Need Help With Setting up a Recursive Nameserver

Chuck Aurora ca at nodns4.us
Fri Apr 30 15:03:52 UTC 2021


On 2021-04-30 07:20, Sainik Biswas via bind-users wrote:
>    I need some help setting up a recursive nameserver for my internal
> network using BIND 9. The recursive name server is not resolving any
> domains.
> 
> I am running the BIND 9 package from the ppa:isc/bind repo.
> BIND Version Number: 9.16.15
> OS: Ubuntu 18.04 LTS
> 
> This is the named.conf.options config file for my caching name server
> 
> acl internalnetwork { 192.168.1.0/24 [1]; 192.168.58.0/24 [2]; };

I hope that [1] and [2] are not actually there.  Please turn off HTML
when posting to lists.  Thank you.

Also note that your acl does not include the host itself, loopback 
address
127.0.0.1.  See the "localhost" and "localnets" built-in acls.

> options {
>     directory        "/var/cache/bind";
>     dnssec-validation    no;
>     listen-on        { 127.0.0.1; 192.168.58.8; };

Do you need to change this from the default, "any;"?
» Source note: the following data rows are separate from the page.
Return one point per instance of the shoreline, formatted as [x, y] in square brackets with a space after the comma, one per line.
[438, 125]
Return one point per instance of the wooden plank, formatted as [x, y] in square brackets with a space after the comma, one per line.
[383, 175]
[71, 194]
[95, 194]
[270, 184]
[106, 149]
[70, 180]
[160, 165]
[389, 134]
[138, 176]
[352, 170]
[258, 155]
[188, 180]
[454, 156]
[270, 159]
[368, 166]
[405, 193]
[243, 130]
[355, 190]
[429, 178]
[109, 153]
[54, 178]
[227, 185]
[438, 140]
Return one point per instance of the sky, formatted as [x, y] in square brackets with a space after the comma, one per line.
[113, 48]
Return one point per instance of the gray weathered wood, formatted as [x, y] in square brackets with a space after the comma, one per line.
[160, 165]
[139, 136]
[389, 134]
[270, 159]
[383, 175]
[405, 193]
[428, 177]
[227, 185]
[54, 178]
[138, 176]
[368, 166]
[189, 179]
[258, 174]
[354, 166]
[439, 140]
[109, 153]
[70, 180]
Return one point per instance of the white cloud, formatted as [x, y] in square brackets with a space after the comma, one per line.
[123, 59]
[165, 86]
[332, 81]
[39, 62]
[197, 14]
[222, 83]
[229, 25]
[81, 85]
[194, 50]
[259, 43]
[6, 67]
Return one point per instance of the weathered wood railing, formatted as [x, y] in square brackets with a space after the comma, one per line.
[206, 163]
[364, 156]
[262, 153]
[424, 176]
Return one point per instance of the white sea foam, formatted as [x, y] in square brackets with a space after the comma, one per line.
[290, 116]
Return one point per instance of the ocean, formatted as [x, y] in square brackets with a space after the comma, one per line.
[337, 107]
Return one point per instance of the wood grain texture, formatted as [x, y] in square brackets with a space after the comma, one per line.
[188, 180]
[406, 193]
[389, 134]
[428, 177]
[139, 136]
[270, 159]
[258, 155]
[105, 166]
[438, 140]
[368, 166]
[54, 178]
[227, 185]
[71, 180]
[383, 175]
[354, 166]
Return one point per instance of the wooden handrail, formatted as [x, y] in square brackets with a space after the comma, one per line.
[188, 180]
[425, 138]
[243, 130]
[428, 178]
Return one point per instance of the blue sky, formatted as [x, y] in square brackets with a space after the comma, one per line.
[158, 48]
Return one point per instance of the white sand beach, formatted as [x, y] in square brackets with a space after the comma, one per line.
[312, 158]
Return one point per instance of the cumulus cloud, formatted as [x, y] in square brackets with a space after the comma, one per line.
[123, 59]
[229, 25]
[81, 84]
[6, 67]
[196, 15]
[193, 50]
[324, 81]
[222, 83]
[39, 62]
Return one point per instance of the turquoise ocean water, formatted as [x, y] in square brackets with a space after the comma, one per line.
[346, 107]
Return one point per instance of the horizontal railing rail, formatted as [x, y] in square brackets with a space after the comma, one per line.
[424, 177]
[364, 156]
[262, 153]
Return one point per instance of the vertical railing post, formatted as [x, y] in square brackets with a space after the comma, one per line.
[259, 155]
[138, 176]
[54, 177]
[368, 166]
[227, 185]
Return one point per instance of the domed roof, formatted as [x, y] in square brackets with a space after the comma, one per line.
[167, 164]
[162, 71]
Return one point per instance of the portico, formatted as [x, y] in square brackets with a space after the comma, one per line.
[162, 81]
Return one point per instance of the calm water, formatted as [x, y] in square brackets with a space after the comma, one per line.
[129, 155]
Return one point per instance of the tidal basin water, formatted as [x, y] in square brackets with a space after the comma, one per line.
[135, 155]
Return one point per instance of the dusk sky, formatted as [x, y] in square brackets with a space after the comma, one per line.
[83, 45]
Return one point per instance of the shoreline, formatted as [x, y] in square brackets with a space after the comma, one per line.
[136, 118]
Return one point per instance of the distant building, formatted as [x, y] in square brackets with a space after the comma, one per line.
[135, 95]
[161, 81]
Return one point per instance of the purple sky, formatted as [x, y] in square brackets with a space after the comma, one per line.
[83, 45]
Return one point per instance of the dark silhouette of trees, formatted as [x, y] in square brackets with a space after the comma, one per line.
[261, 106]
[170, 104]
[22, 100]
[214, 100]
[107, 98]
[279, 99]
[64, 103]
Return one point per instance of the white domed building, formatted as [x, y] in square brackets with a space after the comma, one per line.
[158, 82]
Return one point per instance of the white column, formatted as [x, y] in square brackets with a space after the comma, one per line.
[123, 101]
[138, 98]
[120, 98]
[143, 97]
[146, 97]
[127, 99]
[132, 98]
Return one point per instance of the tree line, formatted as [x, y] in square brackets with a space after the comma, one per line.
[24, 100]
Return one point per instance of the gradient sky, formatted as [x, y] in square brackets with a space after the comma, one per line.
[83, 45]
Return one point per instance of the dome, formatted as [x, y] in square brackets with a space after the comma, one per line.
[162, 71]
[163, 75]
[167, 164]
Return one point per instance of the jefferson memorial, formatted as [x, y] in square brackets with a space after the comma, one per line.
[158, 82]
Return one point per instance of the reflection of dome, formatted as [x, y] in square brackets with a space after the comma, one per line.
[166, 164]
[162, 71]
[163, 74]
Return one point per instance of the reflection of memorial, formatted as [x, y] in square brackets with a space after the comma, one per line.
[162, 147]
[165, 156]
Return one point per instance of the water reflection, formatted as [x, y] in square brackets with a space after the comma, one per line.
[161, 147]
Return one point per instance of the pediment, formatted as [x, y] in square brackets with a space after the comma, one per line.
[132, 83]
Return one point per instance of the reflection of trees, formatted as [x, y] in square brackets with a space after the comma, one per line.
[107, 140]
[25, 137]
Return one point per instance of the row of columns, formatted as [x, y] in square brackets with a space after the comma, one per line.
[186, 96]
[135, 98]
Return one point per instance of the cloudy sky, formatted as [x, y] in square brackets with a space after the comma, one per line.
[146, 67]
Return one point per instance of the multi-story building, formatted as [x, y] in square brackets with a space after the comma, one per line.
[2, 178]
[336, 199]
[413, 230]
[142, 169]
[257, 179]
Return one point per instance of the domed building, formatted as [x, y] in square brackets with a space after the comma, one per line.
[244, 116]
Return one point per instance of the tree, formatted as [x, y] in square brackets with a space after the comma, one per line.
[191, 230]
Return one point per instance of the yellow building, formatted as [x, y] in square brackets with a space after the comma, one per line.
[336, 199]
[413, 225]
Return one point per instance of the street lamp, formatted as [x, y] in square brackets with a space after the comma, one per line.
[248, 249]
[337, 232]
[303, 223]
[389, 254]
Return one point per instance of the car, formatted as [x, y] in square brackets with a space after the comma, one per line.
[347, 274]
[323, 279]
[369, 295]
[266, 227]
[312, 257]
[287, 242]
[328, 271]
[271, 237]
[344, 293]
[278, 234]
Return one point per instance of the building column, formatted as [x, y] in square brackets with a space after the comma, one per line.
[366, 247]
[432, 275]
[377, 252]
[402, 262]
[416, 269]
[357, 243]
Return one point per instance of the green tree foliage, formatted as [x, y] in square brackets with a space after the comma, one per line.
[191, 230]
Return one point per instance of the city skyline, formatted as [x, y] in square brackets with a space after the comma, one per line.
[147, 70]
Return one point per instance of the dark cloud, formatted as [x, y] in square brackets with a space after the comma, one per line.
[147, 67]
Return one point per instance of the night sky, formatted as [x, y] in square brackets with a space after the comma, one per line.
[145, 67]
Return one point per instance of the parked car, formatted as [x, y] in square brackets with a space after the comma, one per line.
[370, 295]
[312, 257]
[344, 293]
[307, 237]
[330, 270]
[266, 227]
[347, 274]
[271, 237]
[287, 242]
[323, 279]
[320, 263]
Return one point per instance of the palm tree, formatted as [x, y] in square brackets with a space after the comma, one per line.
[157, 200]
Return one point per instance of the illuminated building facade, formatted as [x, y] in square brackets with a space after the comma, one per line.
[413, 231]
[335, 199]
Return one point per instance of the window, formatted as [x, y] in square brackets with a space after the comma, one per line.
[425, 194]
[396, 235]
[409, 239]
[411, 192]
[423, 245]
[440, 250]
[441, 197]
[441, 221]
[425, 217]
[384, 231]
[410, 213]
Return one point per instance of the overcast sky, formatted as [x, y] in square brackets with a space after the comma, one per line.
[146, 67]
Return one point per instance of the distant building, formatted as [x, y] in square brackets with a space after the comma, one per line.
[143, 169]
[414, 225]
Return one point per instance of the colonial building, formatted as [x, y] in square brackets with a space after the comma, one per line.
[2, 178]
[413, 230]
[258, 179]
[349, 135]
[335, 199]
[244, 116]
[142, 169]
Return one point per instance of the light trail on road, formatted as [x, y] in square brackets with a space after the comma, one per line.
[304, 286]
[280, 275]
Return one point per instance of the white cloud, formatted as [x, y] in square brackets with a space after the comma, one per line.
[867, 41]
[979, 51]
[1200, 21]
>     listen-on-v6        { none; };
>     recursion               yes;
>     allow-recursion         { internalnetwork; };

In fact "localhost; localnets;" is the default for allow-recursion.

>     allow-query        { internalnetwork; };
>     allow-transfer        { none; };
> };

[snip]
> Error Log [lame-servers.log]
> 
> 2021-04-30T11:53:25.385Z info: FORMERR resolving './NS/IN':
> 202.12.27.33#53

[snip]
> Error Log [resolver.log]
> 
> 2021-04-30T11:58:17.784Z notice: DNS format error from 198.41.0.4#53
> resolving ./NS for <unknown>: non-improving referral

[snip]
> My ISP most probably uses some kind of transparent DNS proxy. I have

Probably so.  This is what you get when an ISP hijacks all outbound
53/udp packets and redirects them to their own recursive resolver[s].

> come to that conclusion based on running the test at dnsleaktest.com
> [3]. It does not matter which DNS I set in my laptop or desktop, the
> DNS IP always shows up as the ISP's DNS [203.171.240.10,
> 203.171.240.11]. The only way I could bypass this was by using
> DNSCrypt Proxy. Is it possible that my ISP is preventing the root
> nameservers from resolving correctly which is preventing my caching
> nameserver from working correctly?

Yes; named as recursive resolver requires authoritative responses to
the iterative queries it makes to resolve the root, and then to top-
level domains, and so on.  "Lame server" means you're trying to contact
authoritative NS hosts and receiving non-authoritative replies.

You can prove this to yourself with directed dig commands.  I will give
my domain as an example:

dig nodns4.us. ns @208.94.237.158

You should see "aa" among the flags and a warning, "recursion requested
but not available".  But you won't.  Your query was hijacked.

> Or maybe I have incorrectly configured something?
> 
> Can anyone help me figure out what exactly is the problem?

You are correct.  Complain to the ISP.  Good luck.